NZ yields fell across the curve on Friday following the previous night’s move in US yields.
US 10-year yields fell further on Friday night to end the week at 2.18%.
The move lower in NZ yields was assisted by offshore moves and also by a weaker ANZ business confidence reading in the afternoon. It suggested downside risk to our GDP forecasts.
NZ 2-year swap closed down 4 bps, at 2.89%. We continue to look for it to trade down toward 2.70% in the months ahead as the RBNZ delivers a rate cut at its next two meetings. This would take the OCR back to last year’s trough of 2.50%.
NZ 10-year swap closed down 8 bps, at 3.66%, taking the 2-10s curve down to 77 bps. We are positioned for medium-term steepening toward 120 bps. However, the position will now be helped by Friday night’s moves in US yields.

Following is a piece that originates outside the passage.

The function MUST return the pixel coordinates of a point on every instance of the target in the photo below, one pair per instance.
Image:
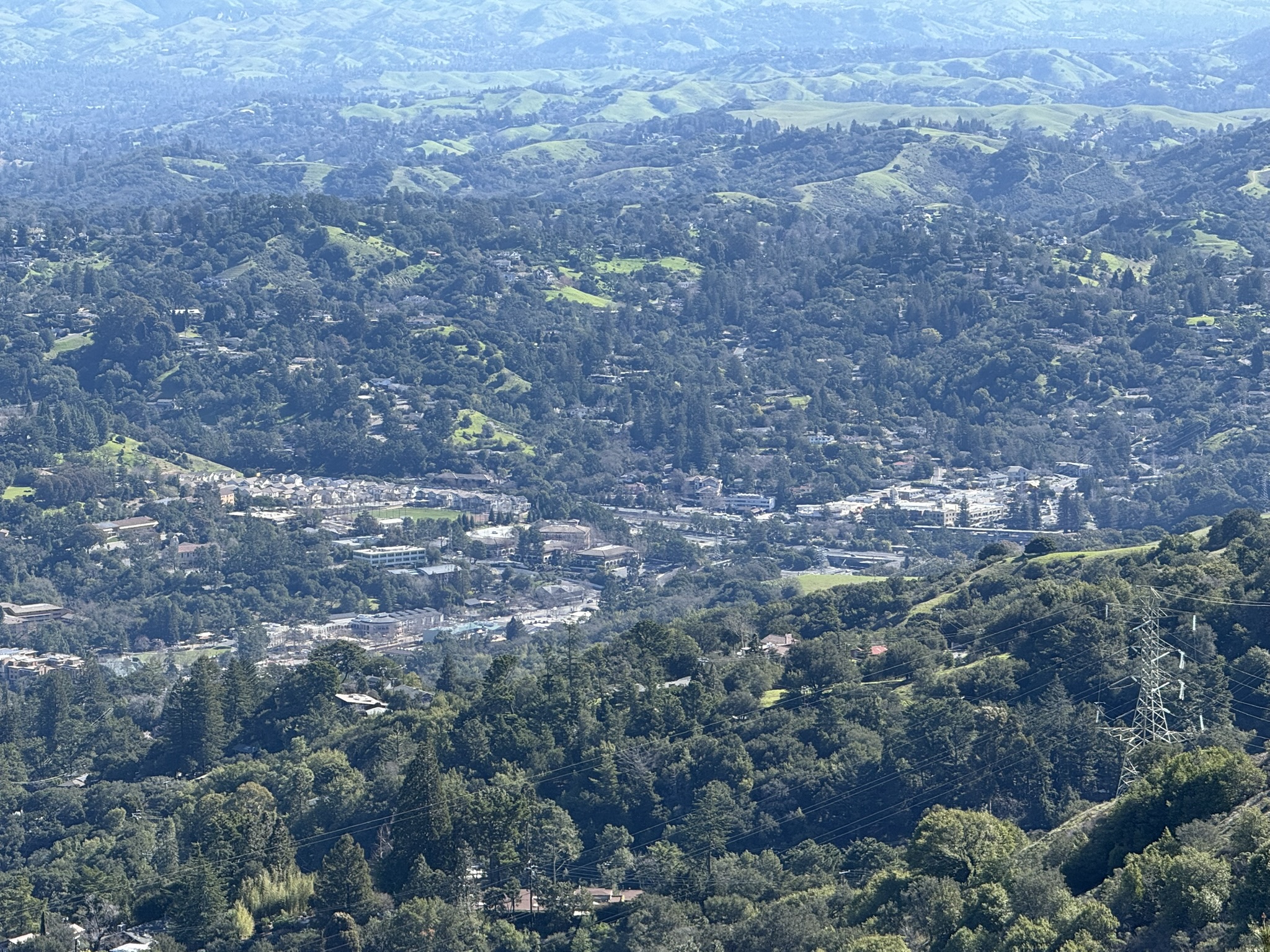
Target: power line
(1151, 716)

US yields fell across the curve after a low-side reading of the US Q2 Employment Cost Index. At 0.2%q/q, this was the lowest quarterly reading since the series was recorded in 1996. It is particularly relevant to the market in thinking about when the US Fed will begin rate hikes. Up until now, despite strong improvements in the US labour market, the missing piece of the jigsaw for the Fed has been wage pressures. Friday’s data only adds to the sense that wage pressures remain absent.

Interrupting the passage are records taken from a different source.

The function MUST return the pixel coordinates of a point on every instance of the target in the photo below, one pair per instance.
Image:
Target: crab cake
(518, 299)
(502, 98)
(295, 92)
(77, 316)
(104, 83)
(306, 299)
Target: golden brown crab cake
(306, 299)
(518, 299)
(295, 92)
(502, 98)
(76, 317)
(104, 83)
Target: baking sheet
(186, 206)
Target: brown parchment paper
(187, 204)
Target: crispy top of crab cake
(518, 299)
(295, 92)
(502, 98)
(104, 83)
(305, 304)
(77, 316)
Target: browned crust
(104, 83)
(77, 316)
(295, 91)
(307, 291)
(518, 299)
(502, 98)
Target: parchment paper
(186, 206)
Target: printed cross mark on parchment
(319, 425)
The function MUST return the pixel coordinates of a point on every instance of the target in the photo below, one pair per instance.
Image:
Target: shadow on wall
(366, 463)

US 2-year yields plunged from 0.74% to 0.66% on the data. Similarly US 10-year yields fell from 2.26% to end the week at 2.18%, their lowest level since 8 July.
Today, there is little on the data agenda locally. Local highlights for rates markets will be tomorrow’s RBA meeting and NZ and AU employment reports on Wed and Thurs respectively. The week is book-ended with the all-important US non-farm payrolls report.